In an e-mail, Greenhouse said that her teaching duties will start in the fall of 2009, but what she'll teach isn't certain yet. I asked her if she's taught before. She replied:
I haven't ever taught a whole course before, but I've done a lot of academic lecturing. For two academic years, 2004 and 2005, I was a Phi Beta Kappa Visiting Scholar, and lectured in colleges all over the place.
I'll be curious to see how much of a media spin her course or courses take, given the purpose of the law school's Law and Media Program, which describes itself this way:
The Yale Law School’s Law and Media Program, in which Ms. Greenhouse will be Journalist-in-Residence, is supported by an earlier challenge grant from the John S. and James L. Knight Foundation, to build upon the Law School’s longstanding focus on the intersection of law, media, and journalism. The Law and Media Program is directed toward Yale Law School students who plan to be journalists, advocates for journalists, policymakers, or leaders in the media industry; working journalists who seek a deeper understanding of law, media, and policy; and scholars who study cutting-edge issues of law and media. The Program’s co-directors are Professors Jack Balkin and Robert Post ’77. The Law School has also long offered the degree of Master of Studies in Law (M.S.L.), a one-year law degree for journalists seeking an intensive immersion in legal thinking to better educate their audiences upon their return to journalism.

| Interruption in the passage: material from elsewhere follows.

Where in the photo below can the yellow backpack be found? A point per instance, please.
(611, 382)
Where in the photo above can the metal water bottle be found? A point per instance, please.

Greenhouse is not a lawyer, but she has a master of studies in law under a longtime program at Yale that was supported by the Ford Foundation at the time Greenhouse studied there, and later by the Knight Foundation. The program is less prominent now than in the Knight days, because it no longer gives journalists a stipend and a scholarship to attend. I've asked Dean Harold Koh what exactly the school hopes to do in "framing and development" of the Law and Media Program. I'll post what I learn from him.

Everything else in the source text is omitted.